The fundamental limits are the speed of light (i.e. latency) and heat generation. We are pushing both: compare the heat flux with that in a kettle or nuclear reactor, and the time it takes a signal to get across a chip (worse: to another chiplet) with the clock period.
The AMD/intel chips (and SMP big iron) all rely on cache coherency. The messages associated with cache coherency protocols become a limiting factor: too many messages, too long latency.
There are a few techniques for not requiring cache coherency, e.g. CSP and descendents, or MapReduce etc. We need more techniques.
You are right. There are two ways of looking at the situation, and I was mainly promoting the other way.
One way is what is the maximum number of cores you can have. (Ignoring the practicalities or limits on how many cores a system/program can usefully use). So I meant that in theory. Assuming there is going to continue to be, ever lower cost cores, in the future.
So (hypothetically), at some future date, we may see (domestic home computers), with 1,000 cores, and maybe later still 1,000,000. Later still even a billion or trillion cores. It is not clear, where the boundaries are going to be (especially if quantum computers, become a thing), and at what cost.
The fastest computer, I can quickly find by googling (Summit), seems to have around 2.5 million cores.
https://www.top500.org/system/179397Cores: 2,414,592
So, presumably, one day we will see home computers, with that kind of power (2.5 million cores, Theoretical Peak (Rpeak) 200,795 TFlop/s), for under $1,000. But when ?

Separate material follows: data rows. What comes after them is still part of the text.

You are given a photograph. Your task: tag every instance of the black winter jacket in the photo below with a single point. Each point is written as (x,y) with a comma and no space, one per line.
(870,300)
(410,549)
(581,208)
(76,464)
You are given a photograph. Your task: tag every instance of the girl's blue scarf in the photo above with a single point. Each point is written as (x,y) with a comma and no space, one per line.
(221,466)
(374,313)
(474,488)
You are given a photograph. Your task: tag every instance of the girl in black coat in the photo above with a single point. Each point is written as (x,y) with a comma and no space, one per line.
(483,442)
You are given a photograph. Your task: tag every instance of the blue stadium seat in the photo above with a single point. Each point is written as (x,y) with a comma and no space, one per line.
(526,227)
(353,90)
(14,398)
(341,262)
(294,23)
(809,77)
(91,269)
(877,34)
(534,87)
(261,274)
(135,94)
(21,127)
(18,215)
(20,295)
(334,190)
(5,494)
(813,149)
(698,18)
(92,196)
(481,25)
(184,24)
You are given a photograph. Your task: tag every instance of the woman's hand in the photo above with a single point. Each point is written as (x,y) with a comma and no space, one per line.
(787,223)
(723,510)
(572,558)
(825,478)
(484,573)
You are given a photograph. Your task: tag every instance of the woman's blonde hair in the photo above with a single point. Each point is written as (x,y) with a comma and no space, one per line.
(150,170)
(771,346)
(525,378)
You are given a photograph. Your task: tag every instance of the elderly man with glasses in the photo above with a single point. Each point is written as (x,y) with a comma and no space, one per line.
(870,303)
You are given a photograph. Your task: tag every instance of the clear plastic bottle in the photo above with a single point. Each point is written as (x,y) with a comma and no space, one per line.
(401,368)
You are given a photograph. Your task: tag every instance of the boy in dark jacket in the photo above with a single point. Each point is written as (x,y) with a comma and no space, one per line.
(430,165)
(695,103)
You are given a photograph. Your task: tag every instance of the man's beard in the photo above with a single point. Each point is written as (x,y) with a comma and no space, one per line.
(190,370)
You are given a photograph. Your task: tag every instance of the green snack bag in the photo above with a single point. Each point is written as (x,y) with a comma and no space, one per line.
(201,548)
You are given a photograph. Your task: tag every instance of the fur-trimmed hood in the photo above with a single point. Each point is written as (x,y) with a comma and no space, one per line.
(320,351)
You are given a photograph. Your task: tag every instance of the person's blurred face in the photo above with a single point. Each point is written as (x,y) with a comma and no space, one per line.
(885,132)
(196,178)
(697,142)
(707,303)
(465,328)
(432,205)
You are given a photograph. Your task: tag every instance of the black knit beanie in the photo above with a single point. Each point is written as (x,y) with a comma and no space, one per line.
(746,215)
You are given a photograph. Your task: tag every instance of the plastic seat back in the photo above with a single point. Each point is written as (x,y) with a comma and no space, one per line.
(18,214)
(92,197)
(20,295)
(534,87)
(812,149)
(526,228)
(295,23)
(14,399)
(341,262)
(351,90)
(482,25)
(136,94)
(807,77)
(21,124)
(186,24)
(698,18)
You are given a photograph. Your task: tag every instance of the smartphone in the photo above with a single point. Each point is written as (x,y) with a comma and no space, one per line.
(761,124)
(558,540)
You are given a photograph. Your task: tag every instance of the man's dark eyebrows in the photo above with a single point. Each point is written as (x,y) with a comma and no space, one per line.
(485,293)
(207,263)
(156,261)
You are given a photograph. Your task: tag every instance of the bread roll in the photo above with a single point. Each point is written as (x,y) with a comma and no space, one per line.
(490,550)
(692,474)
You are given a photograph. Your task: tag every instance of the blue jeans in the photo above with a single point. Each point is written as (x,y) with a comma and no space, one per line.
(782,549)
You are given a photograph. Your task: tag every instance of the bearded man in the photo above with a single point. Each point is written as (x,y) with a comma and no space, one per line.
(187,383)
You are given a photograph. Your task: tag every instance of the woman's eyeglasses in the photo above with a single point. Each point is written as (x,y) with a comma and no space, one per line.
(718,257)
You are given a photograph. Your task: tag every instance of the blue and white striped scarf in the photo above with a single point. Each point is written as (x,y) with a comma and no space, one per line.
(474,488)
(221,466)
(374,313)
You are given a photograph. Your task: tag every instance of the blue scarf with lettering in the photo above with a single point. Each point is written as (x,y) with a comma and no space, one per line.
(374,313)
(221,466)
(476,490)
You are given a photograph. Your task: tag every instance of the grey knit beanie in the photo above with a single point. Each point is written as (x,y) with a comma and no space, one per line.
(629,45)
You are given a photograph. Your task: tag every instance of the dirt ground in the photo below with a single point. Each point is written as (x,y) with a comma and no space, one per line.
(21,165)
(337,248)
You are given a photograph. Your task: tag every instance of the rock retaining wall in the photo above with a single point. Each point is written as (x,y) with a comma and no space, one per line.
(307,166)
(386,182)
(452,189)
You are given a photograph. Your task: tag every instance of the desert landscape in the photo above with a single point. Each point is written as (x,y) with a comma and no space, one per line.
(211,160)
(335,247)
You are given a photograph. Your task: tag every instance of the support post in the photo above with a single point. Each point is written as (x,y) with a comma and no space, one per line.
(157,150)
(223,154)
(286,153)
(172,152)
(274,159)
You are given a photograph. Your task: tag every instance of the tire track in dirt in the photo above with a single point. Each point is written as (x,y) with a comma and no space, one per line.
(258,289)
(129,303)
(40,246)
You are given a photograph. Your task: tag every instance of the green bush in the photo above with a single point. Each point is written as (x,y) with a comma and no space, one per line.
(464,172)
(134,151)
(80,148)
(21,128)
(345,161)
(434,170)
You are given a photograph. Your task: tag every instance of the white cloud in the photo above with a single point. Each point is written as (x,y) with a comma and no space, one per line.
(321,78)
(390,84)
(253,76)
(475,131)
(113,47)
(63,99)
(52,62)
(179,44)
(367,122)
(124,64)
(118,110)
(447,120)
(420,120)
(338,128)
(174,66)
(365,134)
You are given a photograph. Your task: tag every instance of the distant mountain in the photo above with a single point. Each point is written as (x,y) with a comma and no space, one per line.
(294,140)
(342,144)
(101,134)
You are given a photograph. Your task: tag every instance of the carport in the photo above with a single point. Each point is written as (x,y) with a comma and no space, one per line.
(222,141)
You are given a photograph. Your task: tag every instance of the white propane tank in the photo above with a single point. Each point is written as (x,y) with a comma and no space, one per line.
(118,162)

2021, 2030, 2050/60, 2199, 9998 ?
But on the other hand (what you seem to be describing), there are limits as to how many cores an actual real life problem or program(s), can actually, really use.
For some problems, such as converting a long video, from one format to another (or compressing it), the video, can be split into hundreds of thousands of individual frames, and each frame can have millions of pixels.
So, millions of cores, can fairly easily be used in parallel.
But many other problems, need communications (such as the cache you mentioned, as part of shared memory), which can severely limit the number of cores that can be usefully used to parallelize a particular task.
Also (as you said), latency, can be the fundamental limit. Which can be the case, especially in some real time embedded systems. E.g. A car, which essentially has to respond to certain events (such as air bag deployment), in rather limited amounts of time. Otherwise the accident (or whatever the driver/car was trying to do), is over, and it is too late.
So, things like the XMOS xCORE, may well help provide a starting point for such work. Which is what the Inmos Transputer, and its Occam programming language. Were trying to achieve, many years ago.
Sadly, the reality is that single core performance, is still the main performance factor, for many things, and C/C++ (like) languages, rather than highly parallel languages, are still the norm.
tl;dr
Even if hardware, with many cores, becomes cheap and common place. The software to use such potentially huge computing power, could be a decade or many decades away. In a number of cases, it is theoretically believed, that it is not even possible (such as what is known as Amdahl's law).
https://en.wikipedia.org/wiki/Amdahl%27s_law